Welcome to our dedicated page for Quartzsea Acquisition SEC filings (Ticker: QSEAR), a comprehensive resource for investors and traders seeking official regulatory documents including 10-K annual reports, 10-Q quarterly earnings, 8-K material events, and insider trading forms.
This page provides access to U.S. Securities and Exchange Commission information and related regulatory documents for Quartzsea Acquisition Corporation (Nasdaq: QSEAU, QSEA, QSEAR), a Cayman Islands exempted blank check company. Quartzsea was formed to pursue a merger, share exchange, asset acquisition, share purchase, recapitalization, reorganization or similar business combination with one or more businesses or entities, and its filings reflect this role as a special purpose acquisition company.
Although specific filings are not listed here, the company has indicated that a Current Report on Form 8-K will include a more detailed description of its Agreement and Plan of Merger with Broadway Technology Inc, referred to as Gaokai, and a copy of the Merger Agreement. In addition, a registration statement on Form F-4 is expected to include a proxy statement and prospectus relating to the proposed business combination, which will be filed with the SEC.
Through this filings page, users can track key document types associated with Quartzsea’s lifecycle as a SPAC. These may include registration statements related to its initial public offering of units on the Nasdaq Global Market, reports describing the structure of its units, ordinary shares and rights, and transaction-related filings that outline the terms and conditions of the proposed business combination with Gaokai under the Cuisine Universal Packaging Solution structure.
Stock Titan’s platform enhances this information by offering AI-powered summaries and highlights of lengthy SEC filings. When documents such as registration statements, proxy statements, prospectuses or current reports are available, AI-generated overviews can help explain complex sections, summarize transaction structures and clarify how rights, units and ordinary shares are treated. This allows investors to review Quartzsea’s regulatory disclosures more efficiently while still being able to access the full underlying filings through the SEC’s EDGAR system.

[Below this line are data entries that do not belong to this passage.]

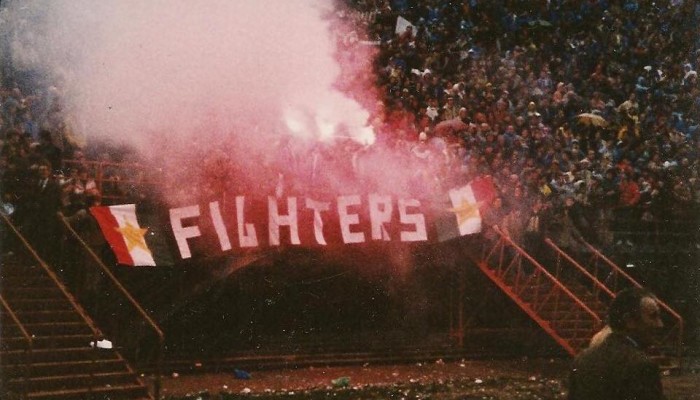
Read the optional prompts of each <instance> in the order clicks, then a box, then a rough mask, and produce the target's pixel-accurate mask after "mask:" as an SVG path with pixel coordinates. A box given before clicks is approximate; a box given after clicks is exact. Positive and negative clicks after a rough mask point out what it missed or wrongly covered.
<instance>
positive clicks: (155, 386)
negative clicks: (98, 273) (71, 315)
mask: <svg viewBox="0 0 700 400" xmlns="http://www.w3.org/2000/svg"><path fill="white" fill-rule="evenodd" d="M59 220H60V221H61V222H62V223H63V226H64V227H65V228H66V230H67V232H68V233H70V235H71V236H72V237H73V238H74V239H75V240H77V241H78V243H80V246H81V248H82V249H83V250H84V251H86V252H87V253H88V255H89V256H90V258H91V259H92V260H93V261H94V262H95V264H97V266H98V267H99V268H100V270H101V272H102V273H103V274H104V275H105V276H107V277H108V278H109V280H110V281H111V282H112V284H113V285H114V286H115V287H116V288H117V289H118V290H119V292H120V293H121V294H122V295H123V296H124V297H125V298H126V299H127V300H128V301H129V303H130V304H131V305H132V307H134V309H135V310H136V312H137V313H138V314H139V316H140V317H141V318H142V319H143V321H144V322H146V324H147V325H148V326H149V327H150V328H151V330H153V332H154V333H155V334H156V337H157V339H158V345H157V347H156V351H157V353H156V373H155V377H154V390H153V392H154V397H155V398H156V399H160V391H161V379H162V377H161V375H162V368H163V353H164V346H165V335H164V334H163V331H162V330H161V329H160V327H159V326H158V324H156V322H155V321H154V320H153V319H152V318H151V317H150V316H149V315H148V313H147V312H146V311H145V310H144V309H143V307H141V305H140V304H139V303H138V301H136V299H134V297H133V296H132V295H131V294H130V293H129V291H128V290H127V289H126V288H125V287H124V285H122V284H121V282H119V280H118V279H117V278H116V277H115V276H114V274H113V273H112V271H110V269H109V268H108V267H107V266H106V265H105V264H104V262H102V260H101V259H100V257H99V256H98V255H97V254H95V252H94V251H93V250H92V249H91V248H90V246H89V245H88V244H87V243H85V241H84V240H83V238H82V237H81V236H80V235H79V234H78V233H77V232H76V231H75V229H73V227H72V226H71V225H70V223H69V222H68V221H67V220H66V218H65V217H64V216H63V214H61V213H59Z"/></svg>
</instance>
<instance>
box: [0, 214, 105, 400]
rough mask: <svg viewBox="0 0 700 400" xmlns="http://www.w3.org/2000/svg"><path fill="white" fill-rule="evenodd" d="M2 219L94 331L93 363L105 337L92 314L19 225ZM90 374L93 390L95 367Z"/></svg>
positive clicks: (50, 278) (93, 346) (75, 308)
mask: <svg viewBox="0 0 700 400" xmlns="http://www.w3.org/2000/svg"><path fill="white" fill-rule="evenodd" d="M0 219H2V221H3V222H4V223H5V225H7V227H8V228H9V229H10V232H12V233H13V234H14V236H15V237H16V238H17V240H19V242H20V243H22V245H23V246H24V248H25V249H26V250H27V252H28V253H29V254H30V256H31V258H33V259H34V260H35V261H36V262H37V263H38V264H39V266H40V267H41V269H43V270H44V272H45V273H46V275H47V276H48V277H49V279H50V280H51V281H52V282H53V284H54V285H55V286H56V287H57V288H58V289H59V290H60V292H61V293H62V294H63V296H64V297H65V298H66V300H68V302H69V303H70V305H71V307H73V309H74V310H75V312H77V313H78V315H80V318H81V319H82V320H83V322H85V324H86V325H87V326H88V328H89V329H90V331H91V332H92V336H93V343H94V346H93V349H94V351H93V353H92V354H93V364H94V362H95V361H96V360H97V352H98V351H99V349H98V347H97V342H98V341H99V340H101V339H102V338H103V335H102V332H101V331H100V330H99V328H98V327H97V326H96V325H95V323H94V322H93V321H92V319H91V318H90V316H88V315H87V314H86V313H85V311H84V310H83V308H82V307H81V306H80V304H78V303H77V302H76V301H75V299H74V298H73V296H72V295H71V294H70V292H69V291H68V289H67V288H66V286H65V285H64V284H63V283H62V282H61V280H60V279H59V278H58V277H57V276H56V273H54V272H53V270H52V269H51V268H50V267H49V266H48V265H47V264H46V263H45V262H44V260H43V259H42V258H41V257H39V254H37V252H36V251H35V250H34V248H33V247H32V245H31V244H29V242H28V241H27V239H25V238H24V236H22V234H21V233H20V232H19V230H18V229H17V227H15V225H14V224H13V223H12V222H11V221H10V220H9V218H7V216H5V215H3V214H0ZM89 374H90V384H89V390H90V391H92V389H93V386H94V382H95V380H94V374H95V368H90V371H89Z"/></svg>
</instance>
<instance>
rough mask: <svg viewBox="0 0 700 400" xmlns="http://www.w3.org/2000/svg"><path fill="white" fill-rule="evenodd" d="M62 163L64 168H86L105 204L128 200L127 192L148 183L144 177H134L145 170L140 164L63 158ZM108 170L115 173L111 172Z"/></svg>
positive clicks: (135, 176) (137, 187)
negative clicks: (112, 172) (134, 178)
mask: <svg viewBox="0 0 700 400" xmlns="http://www.w3.org/2000/svg"><path fill="white" fill-rule="evenodd" d="M63 165H64V167H66V168H71V167H75V168H86V169H87V170H88V174H89V176H90V177H91V178H92V179H93V180H94V181H95V185H96V186H97V190H99V192H100V194H101V197H102V200H103V202H104V203H107V204H114V203H119V202H123V201H129V197H130V193H129V192H133V191H138V187H140V186H142V185H147V184H148V183H147V182H146V181H145V180H144V179H134V177H137V176H139V174H140V173H142V172H144V170H145V168H144V166H143V165H141V164H135V163H116V162H108V161H88V160H71V159H65V160H63ZM110 170H114V171H115V173H114V174H111V173H110ZM125 189H130V190H125ZM133 194H134V193H131V195H133Z"/></svg>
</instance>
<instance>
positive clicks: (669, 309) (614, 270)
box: [581, 239, 685, 361]
mask: <svg viewBox="0 0 700 400" xmlns="http://www.w3.org/2000/svg"><path fill="white" fill-rule="evenodd" d="M581 242H582V243H583V244H584V245H585V246H586V248H588V250H590V251H591V252H592V253H593V254H594V255H595V256H597V257H598V258H600V259H601V260H603V261H604V262H605V263H606V264H607V265H608V266H609V267H610V268H611V269H612V270H613V271H614V272H616V273H618V274H619V275H621V276H622V277H624V278H625V279H627V281H629V282H630V283H631V284H632V285H633V286H635V287H637V288H642V287H643V286H642V285H641V284H640V283H639V282H637V281H636V280H635V279H634V278H632V277H631V276H630V275H629V274H628V273H626V272H625V271H623V270H622V268H620V267H619V266H618V265H617V264H615V263H614V262H612V261H611V260H610V259H609V258H607V257H606V256H605V255H604V254H603V253H601V252H600V251H598V249H596V248H595V247H593V246H592V245H591V244H590V243H588V242H586V241H585V240H583V239H581ZM656 303H657V304H658V305H659V307H661V308H662V309H663V310H664V311H666V312H667V313H669V314H670V315H671V316H672V317H673V318H674V319H675V320H677V321H678V339H677V343H676V352H677V354H676V357H677V358H678V360H679V361H680V360H681V359H682V356H683V349H682V347H683V346H682V344H683V330H684V327H685V321H684V320H683V317H682V316H681V315H680V314H678V313H677V312H676V311H675V310H674V309H672V308H671V307H670V306H669V305H668V304H666V302H664V301H663V300H661V299H659V298H656Z"/></svg>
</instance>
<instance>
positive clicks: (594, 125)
mask: <svg viewBox="0 0 700 400" xmlns="http://www.w3.org/2000/svg"><path fill="white" fill-rule="evenodd" d="M576 121H577V122H578V123H580V124H582V125H586V126H596V127H601V128H604V127H606V126H608V121H606V120H605V118H603V117H601V116H600V115H598V114H594V113H583V114H579V115H577V116H576Z"/></svg>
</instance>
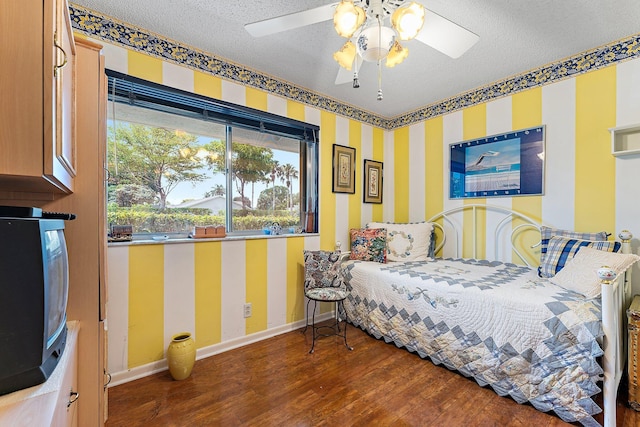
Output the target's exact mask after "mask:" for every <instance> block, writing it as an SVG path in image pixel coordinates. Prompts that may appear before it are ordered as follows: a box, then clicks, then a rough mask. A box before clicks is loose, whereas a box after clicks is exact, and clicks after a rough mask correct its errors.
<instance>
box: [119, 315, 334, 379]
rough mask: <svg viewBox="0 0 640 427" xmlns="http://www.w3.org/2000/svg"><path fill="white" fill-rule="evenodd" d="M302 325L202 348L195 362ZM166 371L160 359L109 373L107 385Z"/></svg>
mask: <svg viewBox="0 0 640 427" xmlns="http://www.w3.org/2000/svg"><path fill="white" fill-rule="evenodd" d="M333 315H334V314H333V312H329V313H323V314H319V315H318V316H316V321H317V322H321V321H323V320H327V319H330V318H331V317H333ZM304 325H305V320H299V321H297V322H294V323H289V324H287V325H282V326H278V327H275V328H271V329H267V330H264V331H261V332H256V333H255V334H251V335H245V336H244V337H239V338H234V339H231V340H229V341H225V342H221V343H218V344H213V345H210V346H207V347H202V348H199V349H198V350H197V351H196V360H200V359H205V358H207V357H211V356H215V355H216V354H220V353H224V352H225V351H229V350H233V349H236V348H238V347H243V346H245V345H248V344H252V343H254V342H258V341H262V340H265V339H267V338H271V337H275V336H277V335H281V334H284V333H287V332H291V331H295V330H296V329H300V328H302V327H303V326H304ZM168 369H169V368H168V367H167V359H162V360H157V361H155V362H151V363H147V364H146V365H142V366H136V367H135V368H131V369H127V370H126V371H120V372H111V382H110V383H109V387H115V386H117V385H120V384H124V383H128V382H130V381H134V380H137V379H140V378H144V377H148V376H149V375H153V374H156V373H158V372H162V371H166V370H168Z"/></svg>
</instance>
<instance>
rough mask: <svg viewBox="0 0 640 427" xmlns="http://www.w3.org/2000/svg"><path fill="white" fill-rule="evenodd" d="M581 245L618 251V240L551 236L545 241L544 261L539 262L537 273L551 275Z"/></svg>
mask: <svg viewBox="0 0 640 427" xmlns="http://www.w3.org/2000/svg"><path fill="white" fill-rule="evenodd" d="M582 247H590V248H594V249H598V250H601V251H606V252H618V251H619V250H620V242H608V241H593V240H581V239H570V238H567V237H558V236H553V237H552V238H550V239H549V241H548V242H547V250H546V254H545V257H544V261H542V262H541V263H540V267H539V268H538V274H539V275H540V276H541V277H553V276H555V275H556V273H557V272H559V271H560V270H562V268H563V267H564V266H565V264H566V263H567V262H568V261H569V260H570V259H571V258H573V257H574V256H575V254H576V253H577V252H578V251H579V250H580V248H582Z"/></svg>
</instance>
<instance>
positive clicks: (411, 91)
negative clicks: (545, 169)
mask: <svg viewBox="0 0 640 427" xmlns="http://www.w3.org/2000/svg"><path fill="white" fill-rule="evenodd" d="M419 1H420V2H421V3H422V4H424V6H425V7H427V8H428V9H430V10H432V11H434V12H436V13H438V14H440V15H442V16H444V17H446V18H448V19H450V20H452V21H454V22H456V23H457V24H459V25H461V26H463V27H465V28H467V29H469V30H471V31H472V32H474V33H476V34H477V35H479V36H480V41H479V42H478V43H476V44H475V45H474V46H473V47H472V48H471V49H470V50H469V51H467V52H466V53H465V54H464V55H462V56H461V57H460V58H458V59H451V58H449V57H448V56H446V55H444V54H442V53H440V52H438V51H436V50H434V49H433V48H431V47H429V46H427V45H424V44H422V43H420V42H418V41H415V40H412V41H408V42H405V43H404V44H405V46H406V47H407V48H408V49H409V52H410V53H409V57H408V58H407V60H405V61H404V62H403V63H402V64H400V65H398V66H396V67H395V68H391V69H388V68H385V67H383V70H382V86H383V91H384V99H383V100H382V101H377V100H376V92H377V69H376V66H375V64H373V63H365V64H364V65H363V66H362V69H361V70H360V88H359V89H353V88H352V87H351V84H350V83H347V84H343V85H335V84H334V82H335V78H336V74H337V71H338V65H337V63H336V62H335V61H334V60H333V58H332V54H333V52H334V51H336V50H337V49H339V48H340V46H342V44H343V43H344V39H343V38H341V37H339V36H338V35H337V34H336V32H335V31H334V29H333V24H332V22H331V21H325V22H321V23H318V24H313V25H310V26H306V27H303V28H299V29H294V30H289V31H286V32H283V33H279V34H274V35H270V36H265V37H261V38H254V37H252V36H251V35H249V33H247V31H246V30H245V29H244V24H247V23H251V22H255V21H260V20H263V19H267V18H272V17H276V16H280V15H283V14H288V13H294V12H299V11H303V10H306V9H310V8H314V7H318V6H322V5H325V4H327V3H329V2H331V0H329V1H326V0H297V1H291V0H254V1H241V0H239V1H226V0H182V1H175V0H135V1H131V0H74V1H73V3H74V4H76V5H79V6H82V7H85V8H88V9H91V10H93V11H96V12H99V13H101V14H104V15H107V16H110V17H112V18H115V19H117V20H119V21H123V22H126V23H129V24H132V25H134V26H137V27H140V28H142V29H145V30H148V31H151V32H154V33H157V34H160V35H162V36H164V37H166V38H168V39H172V40H174V41H177V42H179V43H183V44H186V45H189V46H192V47H195V48H198V49H201V50H203V51H206V52H209V53H211V54H213V55H215V56H218V57H220V58H224V59H226V60H228V61H230V62H234V63H236V64H240V65H243V66H246V67H249V68H252V69H254V70H256V71H259V72H261V73H264V74H268V75H271V76H273V77H277V78H279V79H282V80H286V81H289V82H291V83H293V84H295V85H297V86H300V87H303V88H306V89H309V90H312V91H314V92H318V93H320V94H323V95H325V96H328V97H331V98H334V99H336V100H339V101H341V102H343V103H346V104H350V105H353V106H356V107H359V108H361V109H364V110H366V111H369V112H371V113H373V114H376V115H378V116H381V117H386V118H391V117H396V116H398V115H401V114H403V113H407V112H409V111H413V110H416V109H419V108H421V107H424V106H426V105H429V104H432V103H435V102H438V101H442V100H444V99H448V98H451V97H453V96H455V95H458V94H460V93H463V92H466V91H469V90H471V89H474V88H478V87H480V86H484V85H487V84H489V83H493V82H496V81H498V80H501V79H503V78H505V77H509V76H512V75H514V74H519V73H522V72H525V71H529V70H532V69H534V68H538V67H540V66H543V65H546V64H549V63H552V62H556V61H559V60H561V59H565V58H567V57H569V56H572V55H575V54H578V53H581V52H584V51H587V50H590V49H593V48H595V47H599V46H601V45H604V44H609V43H611V42H613V41H616V40H619V39H621V38H625V37H628V36H630V35H634V34H637V33H639V32H640V2H639V1H638V0H555V1H553V0H537V1H535V2H526V1H518V0H457V1H452V0H419Z"/></svg>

Quartzsea Acquisition Corporation submitted a Form 12b-25 notifying the SEC that it could not timely file its Quarterly Report on Form 10-Q for the period ended February 28, 2026 due to a delay in completing the report's financial statements. The company states it will file the Quarterly Report no later than the fifth calendar day following the prescribed filing date.
Quartzsea Acquisition Corporation has terminated its planned merger with Broadway Technology Inc. The companies signed a Termination, Settlement and Mutual General Release Agreement effective March 17, 2026, ending the June 6, 2025 Merger Agreement and all related transactions.
Both sides granted mutual releases of claims related to the merger and proposed business combination, and no termination fees are payable by either party. The decision was driven by a prolonged China Securities Regulatory Commission approval process and related PRC regulatory uncertainty, leaving Quartzsea to seek an alternative business combination.
Quartzsea Acquisition Corporation files its annual report describing operations as a blank check company focused on completing a business combination. The SPAC completed an IPO of 8,280,000 units at $10.00 each and a private placement of 231,900 units at $10.00, with $82,800,000 placed in a trust account for public shareholders.
As of November 30, 2025, the redemption value was about $10.29 per public share, and as of May 31, 2025, non-affiliate ordinary shares had an aggregate market value of $84,787,200. The company has 11,409,900 ordinary shares outstanding as of March 16, 2026, trades on Nasdaq under QSEAU, QSEA and QSEAR, and has up to 21 months from its IPO closing to complete a business combination before it must redeem public shares and liquidate.
Quartzsea Acquisition Corporation reported that it entered into Amendment No. 1 to its Underwriting Agreement with Polaris Advisory Partners, LLC and Kingswood Capital Partners LLC. The amendment changes how the deferred underwriting commission will be calculated and paid in connection with its initial business combination.
Under the revised terms, the deferred underwriting commission will be paid from the trust account when the initial business combination is completed and will equal 4.00% of the gross proceeds from the sale of the firm and option units, capped at 4.00% of the funds remaining in the trust account after all properly submitted redemptions. The amendment also clarifies that the underwriters may waive this deferred commission before the business combination is consummated.